#5: FIVE ABSOLUTELY TERRIFIC MYSTERY NOVELS YOU SHOULD READ,
EVEN IF YOU DON’T LIKE MYSTERIES. I actually do like mysteries, but I’m not
much of a one for those plotted-to-the-nines, can’t-figure-out-whodunit, the-puzzle-is-
all stories: Agatha Christie, you might have guessed from this, bores me gormless. I prefer
the ones that have some characterization, setting, and breathable air in them. With those
provisos:
---A Taste for Death is my favorite of P.D. James’s ample and somber novels about Superintendent Adam Dalgliesh. It traces not just the satisfyingly worked-out solving of a double murder but the disruption of the lives the murders come to involve. There is a maturity of observation in James that sets her above her competitors; she also has a superb sense of setting, and A Taste for Death is one the best stories of contemporary London I know of. (Devices and Desires, set around a nuclear plant in Norfolk, is a near-second favorite.)
---In the stories about Inspector Wexford, Ruth Rendell tones down some of her fascination with abnormal psychology and centers the action in a believable English
middle-class community, Kingsmarkham, which has given her later books great emotional
force. In Simisola, when the daughter of a black professional family goes missing, the indelicate cards of race and class get thrown in. Though Rendell quietly pulls off an extraordinary stunt—we don’t know the meaning of the title until the next-to-last line
of the book—what stays with you is the author’s very moving handling of violence and loss.

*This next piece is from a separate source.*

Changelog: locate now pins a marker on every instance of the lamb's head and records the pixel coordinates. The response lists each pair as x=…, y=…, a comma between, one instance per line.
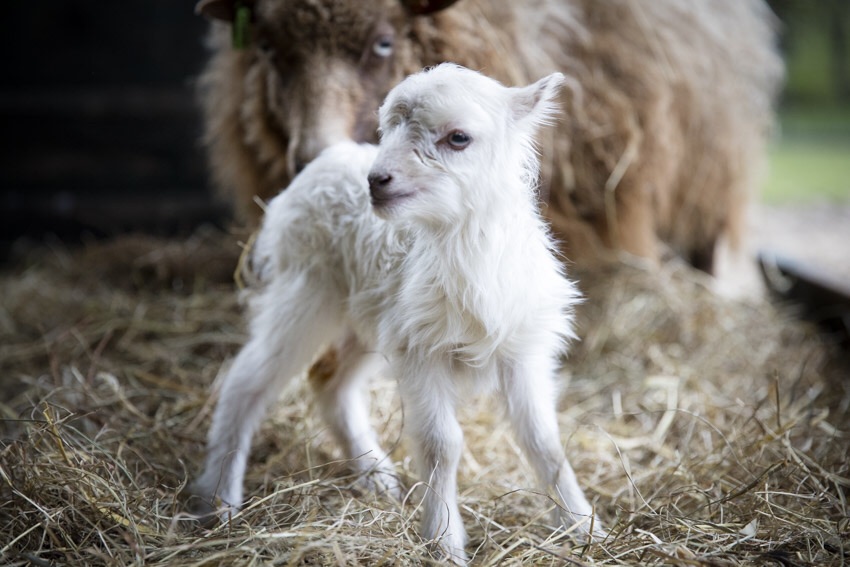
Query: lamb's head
x=314, y=71
x=454, y=141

---Following in this vein—contemporary mystery writers moving from their good but more conventional earlier works to books of much fuller characterizations and deeper, more somber tone—Reginald Hill has gone from the enjoyable earlier Dalziel and Pascoe mysteries to On Beulah Height, which has an intricate plot and good-size cast but which is given depth by the characters’ rounded emotional and family lives, an eerie setting (a drowned village) and a sense of moral urgency in the threat of the return of a serial killer. Be warned that it’s not cheerful—by the end of the book you know what it is to lose a child, and it ends with an emotionally wrenching dream sequence—but neither does it have the nastiness and psychosexual weirderies that have marred so much of, say, Elizabeth George or Minette Walters. (If you want cheerful, backtrack to Hill’s earlier and deliriously funny Pictures of Perfection.)

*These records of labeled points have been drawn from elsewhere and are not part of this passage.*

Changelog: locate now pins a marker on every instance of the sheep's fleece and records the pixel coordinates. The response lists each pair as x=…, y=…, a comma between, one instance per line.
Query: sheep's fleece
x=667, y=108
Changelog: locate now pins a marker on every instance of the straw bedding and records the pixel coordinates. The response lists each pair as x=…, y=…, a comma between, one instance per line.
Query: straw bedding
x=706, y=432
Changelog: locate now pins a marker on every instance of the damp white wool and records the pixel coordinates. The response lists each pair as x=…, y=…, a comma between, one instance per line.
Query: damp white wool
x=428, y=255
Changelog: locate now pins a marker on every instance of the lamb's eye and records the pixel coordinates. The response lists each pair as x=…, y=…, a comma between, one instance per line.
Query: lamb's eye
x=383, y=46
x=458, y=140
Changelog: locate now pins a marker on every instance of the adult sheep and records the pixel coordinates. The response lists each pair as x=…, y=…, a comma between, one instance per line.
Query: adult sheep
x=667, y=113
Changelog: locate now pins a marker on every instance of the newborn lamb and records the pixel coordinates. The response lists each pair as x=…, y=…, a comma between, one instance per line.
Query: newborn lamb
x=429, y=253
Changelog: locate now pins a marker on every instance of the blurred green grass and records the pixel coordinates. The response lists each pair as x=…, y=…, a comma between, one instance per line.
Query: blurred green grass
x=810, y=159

---From the golden age my recommendation goes to Gaudy Night, which Dorothy Sayers thought the best of her novels. It’s the third of the four books (after Strong Poison and Have His Carcase and before the amusing postscript Busman’s Honeymoon) of Lord Peter Wimsey’s romantic pursuit of Harriet Vane, herself a mystery writer. Harriet takes center stage in this one, and what makes it a perfect tie-up—a blending of theme and plot no one’s ever quite pulled off again—is that in order to solve the mystery she must also confront the obstacles to her romance with Wimsey. Even the setting becomes part of the plot: Oxford (with an attendant cast of female dons as eccentric as Oxford ever in real life produced) as the Cloud Cuckooland where passion and scholarship fight it out in heaven. It’s a supreme comedy with a surprising emotional kick in the solution: Sayers must have hugged herself when she pulled this one off.
---Another supreme comedy, in fact one of the funniest books I’ve ever read, is The Glimpses of the Moon, the last novel by Edmund Crispin. Crispin wrote his mysteries about Gervase Fen, the Oxford don-detective, up through the fifties and then, after twenty-five years of silence, delivered this last lunatic stroke. There’s a perfectly good mystery plot in there, of course, but there’s also Old Gobbo, a tune-deaf cavalry major who’s afraid of horses, the man from SWEB, Titty and Tatty Bale, the Botticelli, an unpredictable power station called The Pisser, a climactic chase worthy of Mack Sennett and the far-flying scattershot of Fen’s (and Crispin’s) witty remarks. If you have a susceptibility to British humor at all, I guarantee this one. Crispin’s Buried for Pleasure and The Long Divorce are also pretty spectacular.